Performance Tuning, Denormalisation, Scaling, and Best Practices
Learn how to improve DBMS performance in practical systems through indexing, query tuning, workload awareness, scaling strategies, and disciplined database engineering.
Inside this chapter
- Performance Problems in Real Databases
- Common Tuning Techniques
- Denormalisation and Materialization
- Vertical and Horizontal Scaling
- Operational Best Practices
- Production Example
Series navigation
Study the chapters in order for the clearest path from database fundamentals and SQL to transactions, indexing, recovery, distributed systems, tuning, and advanced DBMS engineering understanding. Use the navigation at the bottom to move smoothly across the full tutorial series.
Performance Problems in Real Databases
Slow queries, lock contention, poor indexing, large table scans, weak schema choices, noisy background jobs, excessive writes, and misused transactions can all create production pain. Database tuning is therefore a practical engineering skill.
Common Tuning Techniques
- Add or improve indexes based on actual query patterns
- Reduce unnecessary row and column retrieval
- Rewrite inefficient joins or nested subqueries
- Use batching where appropriate
- Review transaction scope and lock duration
Denormalisation and Materialization
Sometimes extra redundancy is introduced intentionally for speed, such as summary tables, precomputed reports, or materialized views. This should be done carefully because it trades update simplicity for read performance.

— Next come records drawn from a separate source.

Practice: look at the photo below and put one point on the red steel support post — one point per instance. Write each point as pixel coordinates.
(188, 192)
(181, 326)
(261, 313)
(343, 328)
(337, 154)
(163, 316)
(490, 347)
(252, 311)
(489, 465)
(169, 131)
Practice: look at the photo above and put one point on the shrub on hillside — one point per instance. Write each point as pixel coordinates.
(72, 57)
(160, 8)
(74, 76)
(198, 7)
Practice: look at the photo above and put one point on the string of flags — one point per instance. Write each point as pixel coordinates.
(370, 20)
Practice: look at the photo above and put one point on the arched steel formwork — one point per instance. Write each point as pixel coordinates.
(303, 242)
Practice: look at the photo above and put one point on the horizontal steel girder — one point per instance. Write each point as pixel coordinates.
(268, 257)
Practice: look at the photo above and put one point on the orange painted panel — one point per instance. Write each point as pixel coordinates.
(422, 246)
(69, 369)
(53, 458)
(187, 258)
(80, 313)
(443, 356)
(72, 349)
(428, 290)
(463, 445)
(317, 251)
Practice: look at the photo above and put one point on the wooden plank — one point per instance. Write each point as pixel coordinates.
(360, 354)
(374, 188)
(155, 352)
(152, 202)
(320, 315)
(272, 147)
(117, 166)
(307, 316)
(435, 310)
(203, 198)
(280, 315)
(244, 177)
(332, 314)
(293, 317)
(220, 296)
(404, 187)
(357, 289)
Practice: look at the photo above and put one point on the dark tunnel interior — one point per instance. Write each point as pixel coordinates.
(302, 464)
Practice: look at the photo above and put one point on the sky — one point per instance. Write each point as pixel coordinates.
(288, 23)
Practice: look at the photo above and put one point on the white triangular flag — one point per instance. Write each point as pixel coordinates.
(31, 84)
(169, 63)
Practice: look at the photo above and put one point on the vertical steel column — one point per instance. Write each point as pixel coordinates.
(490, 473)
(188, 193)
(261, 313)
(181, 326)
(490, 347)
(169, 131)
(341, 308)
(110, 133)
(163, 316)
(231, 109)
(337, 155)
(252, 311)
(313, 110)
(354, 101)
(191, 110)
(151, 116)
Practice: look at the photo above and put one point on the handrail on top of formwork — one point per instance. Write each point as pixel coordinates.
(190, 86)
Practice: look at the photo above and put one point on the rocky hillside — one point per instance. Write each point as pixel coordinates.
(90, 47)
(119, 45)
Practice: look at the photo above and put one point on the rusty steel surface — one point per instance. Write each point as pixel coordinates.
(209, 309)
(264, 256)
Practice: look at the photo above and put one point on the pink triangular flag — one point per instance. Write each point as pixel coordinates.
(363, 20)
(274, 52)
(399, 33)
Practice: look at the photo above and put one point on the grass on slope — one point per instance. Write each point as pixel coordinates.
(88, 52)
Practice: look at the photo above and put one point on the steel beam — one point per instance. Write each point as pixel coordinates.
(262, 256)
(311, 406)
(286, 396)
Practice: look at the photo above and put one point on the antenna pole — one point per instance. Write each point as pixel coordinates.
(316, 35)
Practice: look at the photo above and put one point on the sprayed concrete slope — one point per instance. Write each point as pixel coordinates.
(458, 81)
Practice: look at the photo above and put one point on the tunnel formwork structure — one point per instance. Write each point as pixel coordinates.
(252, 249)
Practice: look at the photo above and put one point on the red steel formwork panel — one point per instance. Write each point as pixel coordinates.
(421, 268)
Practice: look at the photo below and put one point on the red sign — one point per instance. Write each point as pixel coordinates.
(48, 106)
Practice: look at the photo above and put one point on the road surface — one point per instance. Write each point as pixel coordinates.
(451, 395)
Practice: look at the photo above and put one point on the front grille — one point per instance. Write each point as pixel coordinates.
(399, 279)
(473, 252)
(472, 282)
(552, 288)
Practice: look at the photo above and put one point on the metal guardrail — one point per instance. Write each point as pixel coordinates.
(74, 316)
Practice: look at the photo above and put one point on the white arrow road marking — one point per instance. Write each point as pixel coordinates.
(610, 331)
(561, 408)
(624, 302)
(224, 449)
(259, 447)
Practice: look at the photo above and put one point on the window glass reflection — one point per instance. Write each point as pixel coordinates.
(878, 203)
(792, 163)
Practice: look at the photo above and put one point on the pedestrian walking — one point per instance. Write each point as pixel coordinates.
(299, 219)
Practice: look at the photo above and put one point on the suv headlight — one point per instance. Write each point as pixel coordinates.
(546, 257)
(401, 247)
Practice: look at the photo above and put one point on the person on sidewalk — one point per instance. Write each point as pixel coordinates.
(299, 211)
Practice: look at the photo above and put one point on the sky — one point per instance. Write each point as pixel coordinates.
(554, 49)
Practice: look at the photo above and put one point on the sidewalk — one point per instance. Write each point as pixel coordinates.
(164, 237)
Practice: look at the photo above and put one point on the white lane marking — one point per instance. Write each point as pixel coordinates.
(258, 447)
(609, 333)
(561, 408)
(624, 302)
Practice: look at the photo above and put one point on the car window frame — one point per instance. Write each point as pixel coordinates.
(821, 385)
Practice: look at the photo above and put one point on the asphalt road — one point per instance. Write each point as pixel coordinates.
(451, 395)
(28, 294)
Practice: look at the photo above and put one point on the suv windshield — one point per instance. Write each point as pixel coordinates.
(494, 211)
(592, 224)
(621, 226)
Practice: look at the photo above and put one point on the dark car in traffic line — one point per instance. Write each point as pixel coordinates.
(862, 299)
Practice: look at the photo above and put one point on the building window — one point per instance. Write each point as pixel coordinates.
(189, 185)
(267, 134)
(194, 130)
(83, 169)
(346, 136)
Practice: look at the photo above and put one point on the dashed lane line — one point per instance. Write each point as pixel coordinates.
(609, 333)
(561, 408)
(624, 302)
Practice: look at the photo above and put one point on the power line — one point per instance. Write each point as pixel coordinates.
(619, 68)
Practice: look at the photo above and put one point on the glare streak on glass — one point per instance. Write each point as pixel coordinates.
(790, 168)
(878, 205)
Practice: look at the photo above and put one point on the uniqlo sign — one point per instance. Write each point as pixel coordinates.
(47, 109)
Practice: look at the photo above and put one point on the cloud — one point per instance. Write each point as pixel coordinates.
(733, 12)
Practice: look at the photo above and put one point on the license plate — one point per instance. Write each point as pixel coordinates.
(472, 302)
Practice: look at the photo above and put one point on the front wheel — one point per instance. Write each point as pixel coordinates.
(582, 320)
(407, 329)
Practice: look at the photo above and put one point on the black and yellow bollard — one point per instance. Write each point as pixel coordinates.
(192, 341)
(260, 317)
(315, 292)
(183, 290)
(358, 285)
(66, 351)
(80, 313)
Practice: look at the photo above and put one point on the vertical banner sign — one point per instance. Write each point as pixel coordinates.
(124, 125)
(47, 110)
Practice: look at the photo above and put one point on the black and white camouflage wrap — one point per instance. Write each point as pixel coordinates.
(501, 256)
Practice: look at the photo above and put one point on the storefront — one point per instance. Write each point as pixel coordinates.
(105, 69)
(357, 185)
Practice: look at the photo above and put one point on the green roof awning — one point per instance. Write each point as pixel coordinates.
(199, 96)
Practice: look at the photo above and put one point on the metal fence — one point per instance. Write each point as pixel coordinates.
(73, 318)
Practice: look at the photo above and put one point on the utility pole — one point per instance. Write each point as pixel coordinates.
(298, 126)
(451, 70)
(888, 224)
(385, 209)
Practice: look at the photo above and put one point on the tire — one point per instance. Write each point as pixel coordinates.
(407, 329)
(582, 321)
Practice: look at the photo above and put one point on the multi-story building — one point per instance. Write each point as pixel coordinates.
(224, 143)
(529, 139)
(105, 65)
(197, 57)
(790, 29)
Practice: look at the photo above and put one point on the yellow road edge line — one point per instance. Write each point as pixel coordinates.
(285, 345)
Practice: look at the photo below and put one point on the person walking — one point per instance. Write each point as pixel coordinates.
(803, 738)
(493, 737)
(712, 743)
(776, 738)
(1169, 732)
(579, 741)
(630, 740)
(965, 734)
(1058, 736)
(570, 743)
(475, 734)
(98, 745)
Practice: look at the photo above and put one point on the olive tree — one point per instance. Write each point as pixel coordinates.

Vertical and Horizontal Scaling
Vertical scaling means using bigger hardware. Horizontal scaling means distributing load or data across multiple systems. The right approach depends on workload, budget, data consistency needs, and operational maturity.
Operational Best Practices
- Measure before tuning blindly
- Keep schema changes controlled and reviewed
- Test backup and restore, not only backup creation
- Separate OLTP and analytics workloads when necessary
- Document ownership, access, and query expectations
Production Example
A learning platform with millions of video progress records may need better indexing, partitioning, query reshaping, and summary tables to keep dashboards fast. Performance tuning here directly affects user experience and infrastructure cost.